Asean women leadership.
Although Suu Kyi, Megawati and Arroyo are fighting different wars in the leadership of their countries –Suu Kyi is bracing against a military dictatorship in Myanmar while promoting democracy; Megawati and Arroyo are waging war against terrorism while struggling for domestic peace and economic growth in their respective countries – they are creating a greater discourse on the possibilities for women in the Asean region.
For one, their visibility in the political realm is a great tool. The visibility of women in the public sphere can open up more opportunities for women in governance.

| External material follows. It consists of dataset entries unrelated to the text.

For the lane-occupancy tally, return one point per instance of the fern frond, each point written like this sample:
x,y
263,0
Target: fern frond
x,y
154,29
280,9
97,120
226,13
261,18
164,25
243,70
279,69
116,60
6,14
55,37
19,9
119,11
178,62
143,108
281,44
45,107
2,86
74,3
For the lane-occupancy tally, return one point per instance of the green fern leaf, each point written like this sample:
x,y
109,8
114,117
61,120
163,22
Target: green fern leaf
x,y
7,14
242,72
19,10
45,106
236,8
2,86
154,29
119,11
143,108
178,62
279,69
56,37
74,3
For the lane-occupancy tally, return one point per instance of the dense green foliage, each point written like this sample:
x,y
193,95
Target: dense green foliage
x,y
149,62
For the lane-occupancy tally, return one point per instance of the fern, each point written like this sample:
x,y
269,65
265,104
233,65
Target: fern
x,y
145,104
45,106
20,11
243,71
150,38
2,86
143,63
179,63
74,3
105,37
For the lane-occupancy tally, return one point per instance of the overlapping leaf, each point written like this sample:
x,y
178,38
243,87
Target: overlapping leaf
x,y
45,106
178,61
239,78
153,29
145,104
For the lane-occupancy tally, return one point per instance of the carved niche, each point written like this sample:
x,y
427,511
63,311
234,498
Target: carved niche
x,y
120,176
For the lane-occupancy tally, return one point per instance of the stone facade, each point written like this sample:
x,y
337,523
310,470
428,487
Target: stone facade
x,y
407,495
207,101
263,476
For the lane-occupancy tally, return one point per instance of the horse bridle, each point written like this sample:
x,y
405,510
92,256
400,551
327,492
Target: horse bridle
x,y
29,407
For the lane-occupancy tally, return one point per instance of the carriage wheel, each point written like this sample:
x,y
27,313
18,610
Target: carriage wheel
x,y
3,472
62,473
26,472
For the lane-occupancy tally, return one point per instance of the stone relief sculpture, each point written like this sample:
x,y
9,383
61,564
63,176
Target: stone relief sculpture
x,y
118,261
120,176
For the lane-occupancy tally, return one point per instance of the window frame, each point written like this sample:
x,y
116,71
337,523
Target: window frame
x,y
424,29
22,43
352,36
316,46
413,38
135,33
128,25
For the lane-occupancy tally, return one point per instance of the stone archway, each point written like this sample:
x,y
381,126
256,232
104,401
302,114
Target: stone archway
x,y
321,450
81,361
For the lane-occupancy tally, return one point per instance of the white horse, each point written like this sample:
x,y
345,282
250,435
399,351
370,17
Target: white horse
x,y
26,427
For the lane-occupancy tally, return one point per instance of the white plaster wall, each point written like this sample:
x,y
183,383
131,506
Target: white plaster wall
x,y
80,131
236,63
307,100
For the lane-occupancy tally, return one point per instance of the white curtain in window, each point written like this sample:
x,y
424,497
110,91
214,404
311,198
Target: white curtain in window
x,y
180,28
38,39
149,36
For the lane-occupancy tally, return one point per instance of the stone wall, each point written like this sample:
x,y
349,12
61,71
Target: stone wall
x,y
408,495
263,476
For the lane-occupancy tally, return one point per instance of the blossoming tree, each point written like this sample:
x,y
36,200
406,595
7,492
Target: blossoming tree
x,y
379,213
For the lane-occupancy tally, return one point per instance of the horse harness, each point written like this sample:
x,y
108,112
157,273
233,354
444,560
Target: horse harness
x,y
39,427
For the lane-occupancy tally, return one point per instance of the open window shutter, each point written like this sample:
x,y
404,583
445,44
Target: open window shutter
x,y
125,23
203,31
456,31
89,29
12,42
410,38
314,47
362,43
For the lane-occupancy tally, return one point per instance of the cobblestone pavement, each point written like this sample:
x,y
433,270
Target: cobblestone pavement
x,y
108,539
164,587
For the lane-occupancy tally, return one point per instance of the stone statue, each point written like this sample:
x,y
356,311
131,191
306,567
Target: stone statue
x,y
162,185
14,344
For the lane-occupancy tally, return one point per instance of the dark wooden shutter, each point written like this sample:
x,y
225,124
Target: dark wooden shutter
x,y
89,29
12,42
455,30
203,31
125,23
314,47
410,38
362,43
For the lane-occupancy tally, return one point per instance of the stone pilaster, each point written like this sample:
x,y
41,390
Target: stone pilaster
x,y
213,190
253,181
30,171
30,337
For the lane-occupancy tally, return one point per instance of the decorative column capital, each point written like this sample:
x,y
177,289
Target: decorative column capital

According to a report by the United Nations Development Fund for Women (Unifem), the number of women in high-level legislative positions around the world has jumped significantly in the past two years.
Singapore has seen progress in women’s participation in politics where at the last elections, there were 10 elected and five nominated MPs out of a total of 94. It is a great start for gender equality in politics but improvement is still needed.
In the same Unifem report, it maintains that women need to reach 30% in a political body to be effective and have a voice.
Thus, with more female leadership in Asean countries, the political will for reform of gender inequity in social and political spheres will be greater.
Megawati comments in an interview that although the constitution is established to provide an equal status to all citizens, “cultural background and traditions (that) seem to give women less opportunity” is the problem and that is why she has appointed a Minister of Female Empowerment to change that gender discourse.
But more importantly, female leadership should be further advocated in Asean countries as women account for nearly half the population, more so in some countries. We do not lack women in our populations and female representation in governance should be reflective of that percentage.
Japanese Prime Minister Junichiro Koizumi suggests that the status of women in Asian cultures can only improve with education and the dissemination of knowledge.
With leaders such as Suu Kyi, Megawati and Arroyo fighting for reforms, we can only expect an increase of women participating in governance. And as a result, a different dimension to the deliberations can be achieved.
Indeed, we have to work towards less gender disparity in Asean leadership to build a bigger platform for women’s issues to be voiced.
Singapore’s Deputy Prime Minister Lee Hsien Loong commented in a speech at the “night of celebrations” of the Women Integration Network Council that “the hallmarks of a modern, progressive society is the status of its women – how equally they are treated, how well they are respected, how educated they are, how much opportunity they have to be economically active, and how much they have to say in family, community and national affairs.”
As Megawati asserts, “it is my objective to employ what is stated in the constitution (and) let women know that they have equal opportunity.” Then Asean can be a benchmark for all of Asia.